What Is a Tagging Service?
A tagging service allows users and systems to attach descriptive labels (tags) to arbitrary entities such as articles, tasks, products, or code commits. It must support a hierarchical tag taxonomy, provide fast autocomplete suggestions, enable bulk tagging operations, and answer cross-entity queries like “give me all entities tagged with both ‘backend’ and ‘urgent’.”
Requirements
Functional Requirements
- Create, update, and delete tags with optional parent-child hierarchy.
- Attach one or more tags to any entity; detach tags; list all tags on an entity.
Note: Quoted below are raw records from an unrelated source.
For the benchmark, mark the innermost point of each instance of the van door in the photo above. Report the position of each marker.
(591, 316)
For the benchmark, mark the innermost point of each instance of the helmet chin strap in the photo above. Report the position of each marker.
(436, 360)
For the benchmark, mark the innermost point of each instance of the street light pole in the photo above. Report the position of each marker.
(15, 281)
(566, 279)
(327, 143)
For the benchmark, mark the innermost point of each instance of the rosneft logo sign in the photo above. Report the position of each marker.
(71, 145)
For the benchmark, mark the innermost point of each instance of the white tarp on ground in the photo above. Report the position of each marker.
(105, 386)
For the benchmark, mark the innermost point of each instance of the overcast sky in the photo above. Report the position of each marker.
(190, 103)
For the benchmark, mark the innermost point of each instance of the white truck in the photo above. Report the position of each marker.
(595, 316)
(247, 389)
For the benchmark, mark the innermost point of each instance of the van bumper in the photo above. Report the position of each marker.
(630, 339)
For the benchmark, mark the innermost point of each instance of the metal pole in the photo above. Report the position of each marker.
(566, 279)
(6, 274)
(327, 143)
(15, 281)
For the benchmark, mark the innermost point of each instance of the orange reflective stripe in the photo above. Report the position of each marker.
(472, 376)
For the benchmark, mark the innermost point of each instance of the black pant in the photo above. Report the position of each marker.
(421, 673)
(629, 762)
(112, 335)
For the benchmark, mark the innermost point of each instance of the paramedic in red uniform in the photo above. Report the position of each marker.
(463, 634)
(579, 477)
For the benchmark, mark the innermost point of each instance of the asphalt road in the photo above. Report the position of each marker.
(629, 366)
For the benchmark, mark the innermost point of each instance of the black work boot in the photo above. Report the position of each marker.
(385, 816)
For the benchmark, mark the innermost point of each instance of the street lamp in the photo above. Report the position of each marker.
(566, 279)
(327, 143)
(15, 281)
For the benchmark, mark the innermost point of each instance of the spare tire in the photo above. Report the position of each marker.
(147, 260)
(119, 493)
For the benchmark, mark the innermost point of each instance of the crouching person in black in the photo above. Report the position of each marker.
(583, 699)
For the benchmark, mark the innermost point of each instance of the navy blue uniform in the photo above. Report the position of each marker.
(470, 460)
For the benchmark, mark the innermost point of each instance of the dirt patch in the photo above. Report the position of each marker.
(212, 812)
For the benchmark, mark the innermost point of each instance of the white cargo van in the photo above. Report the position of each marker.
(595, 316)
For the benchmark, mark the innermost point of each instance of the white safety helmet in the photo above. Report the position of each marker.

- Autocomplete tag suggestions as a user types (prefix and fuzzy match).
- Query all entities of a given type that carry a specified set of tags (intersection and union modes).
- Support bulk tag operations: apply a tag to thousands of entities in one API call.
Non-Functional Requirements
- Autocomplete must return results under 50 ms at p99.
- Cross-entity tag queries must support result sets of up to 100,000 entities with cursor pagination.
- Bulk apply of up to 10,000 entities must complete within 10 seconds.
Data Model
- tag: tag_id, name (unique within namespace), namespace, parent_tag_id (nullable), slug, created_by, created_at.
- entity_tag: entity_tag_id, tag_id, entity_id, entity_type, tagged_by, tagged_at. Composite index on (tag_id, entity_type) for cross-entity queries and on (entity_id, entity_type) for per-entity tag lists.
- tag_alias: alias_id, canonical_tag_id, alias_name. Used to redirect deprecated tag names to their canonical replacement.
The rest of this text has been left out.